Personalized vaccine nanodiscs for elimination of established tumors

R. Kuai, J.J. Moon, A. Schwendeman
University of Michigan,
United States

Keywords: vaccine, nanodiscs, tumors, cancer

Summary:

Recent innovations in tumor exome sequencing have signaled the new era of personalized immunotherapy with patient-specific neo-antigens, but a general methodology for stimulating strong CD8α+ cytotoxic T-lymphocyte (CTL) responses remains lacking. Here we have developed synthetic high-density lipoprotein nanodiscs that can be readily coupled with CpG and tumor antigen (Ag) peptides, producing homogeneous, stable, and ultrasmall (~10 nm in diameter) nanodiscs [1]. We demonstrate that these nanodiscs can markedly improve Ag/adjuvant co-delivery to lymphoid organs and sustain Ag presentation on dendritic cells. Strikingly, nanodiscs elicited up to 47-fold greater frequencies of neoantigen-specific CTLs than soluble vaccines and even 31-fold greater than perhaps the strongest adjuvant in clinical trials (i.e. CpG in Montanide). Moreover, when nanodisc vaccination was combined with an immune checkpoint inhibitor, anti-PD-1 IgG, 88% of animals eliminated MC-38 tumors, compared with only 25% response rate seen with soluble peptide+CpG+α-PD-1 therapy.

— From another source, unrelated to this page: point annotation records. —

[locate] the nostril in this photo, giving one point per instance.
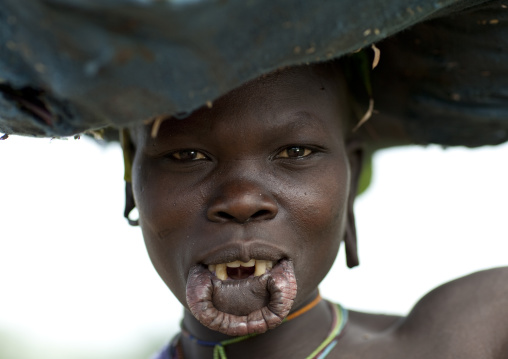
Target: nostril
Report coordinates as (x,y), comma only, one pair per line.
(225,215)
(261,214)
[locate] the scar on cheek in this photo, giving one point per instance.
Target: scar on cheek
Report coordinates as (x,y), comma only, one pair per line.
(240,307)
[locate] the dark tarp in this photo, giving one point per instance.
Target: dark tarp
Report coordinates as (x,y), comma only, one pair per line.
(67,66)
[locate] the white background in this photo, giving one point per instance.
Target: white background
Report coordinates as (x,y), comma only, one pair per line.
(73,274)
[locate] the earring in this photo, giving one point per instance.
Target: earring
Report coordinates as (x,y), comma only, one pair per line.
(351,246)
(129,204)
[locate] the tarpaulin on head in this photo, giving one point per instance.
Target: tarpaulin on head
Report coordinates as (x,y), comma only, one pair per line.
(67,66)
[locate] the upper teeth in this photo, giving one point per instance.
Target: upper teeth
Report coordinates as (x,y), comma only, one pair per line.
(221,271)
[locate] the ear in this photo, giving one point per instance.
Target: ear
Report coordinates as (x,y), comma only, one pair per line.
(128,157)
(355,151)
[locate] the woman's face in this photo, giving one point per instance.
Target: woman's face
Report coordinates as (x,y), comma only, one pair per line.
(264,175)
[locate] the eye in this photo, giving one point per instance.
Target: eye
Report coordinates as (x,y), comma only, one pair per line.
(187,155)
(294,152)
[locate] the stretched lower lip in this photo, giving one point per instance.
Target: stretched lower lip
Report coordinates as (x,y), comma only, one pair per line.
(239,307)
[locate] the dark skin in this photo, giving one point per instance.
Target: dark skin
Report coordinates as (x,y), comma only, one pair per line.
(270,172)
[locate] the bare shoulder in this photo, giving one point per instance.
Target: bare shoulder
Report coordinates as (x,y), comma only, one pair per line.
(468,314)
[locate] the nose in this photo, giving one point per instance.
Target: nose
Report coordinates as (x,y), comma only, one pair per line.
(242,202)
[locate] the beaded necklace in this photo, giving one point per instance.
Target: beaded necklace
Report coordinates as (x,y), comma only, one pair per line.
(339,321)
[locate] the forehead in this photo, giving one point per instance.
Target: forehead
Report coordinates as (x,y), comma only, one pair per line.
(306,98)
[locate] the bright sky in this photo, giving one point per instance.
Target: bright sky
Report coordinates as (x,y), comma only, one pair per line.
(73,272)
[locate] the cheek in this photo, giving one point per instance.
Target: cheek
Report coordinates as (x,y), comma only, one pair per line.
(321,221)
(161,213)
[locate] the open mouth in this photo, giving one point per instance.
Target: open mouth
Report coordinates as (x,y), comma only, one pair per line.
(241,270)
(238,298)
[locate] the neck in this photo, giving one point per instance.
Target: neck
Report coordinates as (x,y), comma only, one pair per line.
(294,338)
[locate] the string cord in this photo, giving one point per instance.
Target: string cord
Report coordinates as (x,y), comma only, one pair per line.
(340,316)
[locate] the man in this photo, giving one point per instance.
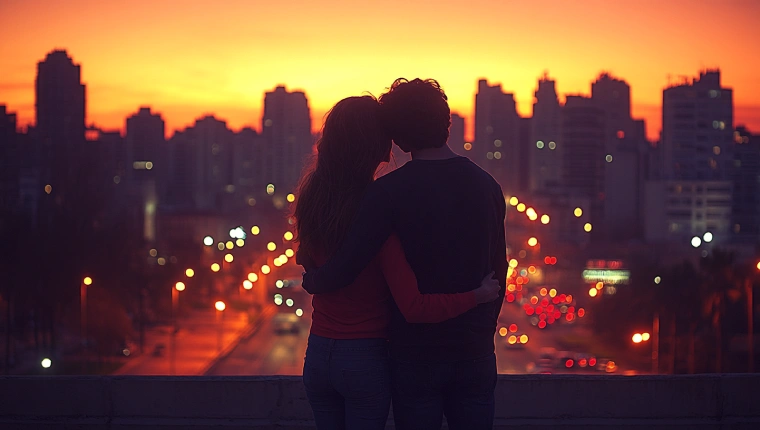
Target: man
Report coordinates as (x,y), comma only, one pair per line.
(449,216)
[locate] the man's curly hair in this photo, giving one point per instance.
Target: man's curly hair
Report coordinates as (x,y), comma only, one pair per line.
(416,114)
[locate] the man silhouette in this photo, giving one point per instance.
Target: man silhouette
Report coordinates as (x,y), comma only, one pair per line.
(449,216)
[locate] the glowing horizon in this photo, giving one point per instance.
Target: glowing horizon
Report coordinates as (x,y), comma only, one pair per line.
(188,59)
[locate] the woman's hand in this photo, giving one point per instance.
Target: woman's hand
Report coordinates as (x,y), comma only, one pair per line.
(488,290)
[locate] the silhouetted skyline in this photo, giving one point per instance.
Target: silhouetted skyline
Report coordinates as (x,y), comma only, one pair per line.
(184,63)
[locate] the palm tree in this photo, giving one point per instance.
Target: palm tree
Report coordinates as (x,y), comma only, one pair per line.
(720,284)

To treat a more aggressive B16F10 melanoma, multiple MHC class I and class II epitopes were loaded in nanodiscs. Vaccination with multi-epitope nanodiscs combined with α-PD-1/α-CTLA-4 therapy led to complete tumor regression in ~90% B16F10 tumor-bearing mice, compared with ~38% rate observed in the control group. We have also examined the nanodisc technology for elimination of HPV-associated mucosal tumors. Vaccination with nanodiscs delivering HPV E7 antigen induced ~35% E7-tetramer+ CD8+ T cells and eliminated E7-expressing TC-1 tumors established in the lungs and reproductive tract. Overall, our approach offers a powerful and convenient vaccine technology that can be readily applied to patient-tailored neo-antigens as well as shared tumor antigens. Reference: [1] Kuai R, et al. Nature Materials. 2017, 16 (4) 489-496.